With apologies for the long delay, I should really finish off the story of the India trip. The story picks up from the middle weekend when Stephen came down with the lurgy.
As our trip to Hyderabad was cancelled we had a bit more time to hang around Lucknow – well I had more time to hang around Lucknow, while Stephen – poor soul – was confined to bed.
I had an interesting wander around town on India’s national holiday, and it was clear to me after just a couple of hours looking around, that Lucknow isn’t a particularly prosperous Indian city. That said, even in Lucknow there is a notable split between the haves and the have-nots. We were staying in the best hotel in town – a huge colonial style building on three floors, with large landscaped gardens and a huge pool in the grounds. Perfect for a wedding. In fact there were three pretty impressive wedding receptions at the hotel when I was there.
The photo at the top of this entry is of an Indian pipeband that I bumped into on our third night. Now there is some dispute as to where the bagpipes were invented. Scottish people will tell you that, like most good things… the television, the pneumatic tyre, the Presbyterian denomination, the bagpipes were invented in Scotland. But I’ve also heard from a less biased source that the bagpipes were played in India more than a thousand years ago. Though the guys playing at the wedding reception didn’t speak any English - and I couldn’t say much in Hindi - just by impersonating a piper I was able to make them laugh. It tickled me anway.
And if those guys like overly well wrapped up for India, they were certainly better equipped for the weather than I was. The last time I had been in Delhi was as a tourist in June last year when it was 37C, and after that experience I associated Delhi with the heat. I just kinda assumed it was pretty warm all year round. So I packed one small suitcase with my Sydney summer clothes in it. Which meant that I had a large number of short-sleeved shirts, a couple of long-sleeved shirts, no jumpers, no jacket. And then we walked out of the airport and there were local guys with gloves and balaclavas on…
The other good thing about being stuck in the hotel in Lucknow was that it did give us time to practise a bit of Hindi. Stephen and I found that our most popular phrases were Moo jay yay sum a jee na hee aye (I don’t understand), Deerie deerie (slowly slowly) and Sa hie ta kee-jee-yi! (help!).
My absolute favourite expression was Gulab Jamun. This is a very sweet doughy dessert which is fried and served in a warm syrupy sugar sauce. It doesn’t look like much in the picture below (!!) but if you have a sweet tooth they are awesome.
I’ll finish this account of the Indian adventure with one of the stories from the Ashram, which is just incredible. One of the cheeriest guys we met there was a guy called Sarin. He had spinal TB – a really serious condition – and had been on his back at the Ashram, unable to walk for 10 months. The photo below is one that Stephen took of Sarin when we were there on the 21st of February. This is Sarin getting some fresh air, with a puppy that he seemed to have adopted.

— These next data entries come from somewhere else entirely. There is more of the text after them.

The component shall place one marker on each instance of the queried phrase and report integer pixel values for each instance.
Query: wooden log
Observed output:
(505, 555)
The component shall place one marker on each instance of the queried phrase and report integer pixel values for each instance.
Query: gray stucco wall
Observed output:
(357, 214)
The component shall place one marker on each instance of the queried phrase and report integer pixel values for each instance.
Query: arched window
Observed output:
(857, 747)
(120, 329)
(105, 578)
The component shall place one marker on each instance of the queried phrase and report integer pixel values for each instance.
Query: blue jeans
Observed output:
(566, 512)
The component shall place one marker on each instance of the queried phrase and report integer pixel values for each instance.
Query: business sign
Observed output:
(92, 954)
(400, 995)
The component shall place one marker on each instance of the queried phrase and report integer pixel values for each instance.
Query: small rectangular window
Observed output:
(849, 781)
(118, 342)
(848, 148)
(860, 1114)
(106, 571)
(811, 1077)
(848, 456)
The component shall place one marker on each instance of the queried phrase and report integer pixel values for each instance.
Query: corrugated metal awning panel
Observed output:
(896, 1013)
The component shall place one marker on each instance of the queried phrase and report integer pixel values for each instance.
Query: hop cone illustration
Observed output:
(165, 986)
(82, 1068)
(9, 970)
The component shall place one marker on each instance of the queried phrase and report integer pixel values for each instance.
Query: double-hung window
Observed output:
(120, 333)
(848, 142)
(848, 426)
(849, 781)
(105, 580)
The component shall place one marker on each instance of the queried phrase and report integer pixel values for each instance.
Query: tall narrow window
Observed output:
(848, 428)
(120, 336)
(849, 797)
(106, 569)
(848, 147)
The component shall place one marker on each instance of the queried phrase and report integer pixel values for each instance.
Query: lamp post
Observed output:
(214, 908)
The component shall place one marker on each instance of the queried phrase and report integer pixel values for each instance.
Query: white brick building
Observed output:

A few days after Stephen and I got back to Australia, we were sent the following photo from Kaye, one of the two leaders of the Ashram. This is Sarin on his feet for the first time in 10 months. Just incredible. If it wasn’t for the Ashram, these things wouldn’t be happening.
I joined Opportunity because I believe microfinance is the best hope of providing a sustainable solution to helping the poor.
But I don’t think it’s the only solution.
Where something works, I think it should be supported. And it’s been great to be involved in the Ashram project. Even better to be involved with this sort of thing having seen the country, the poverty and the people first-hand.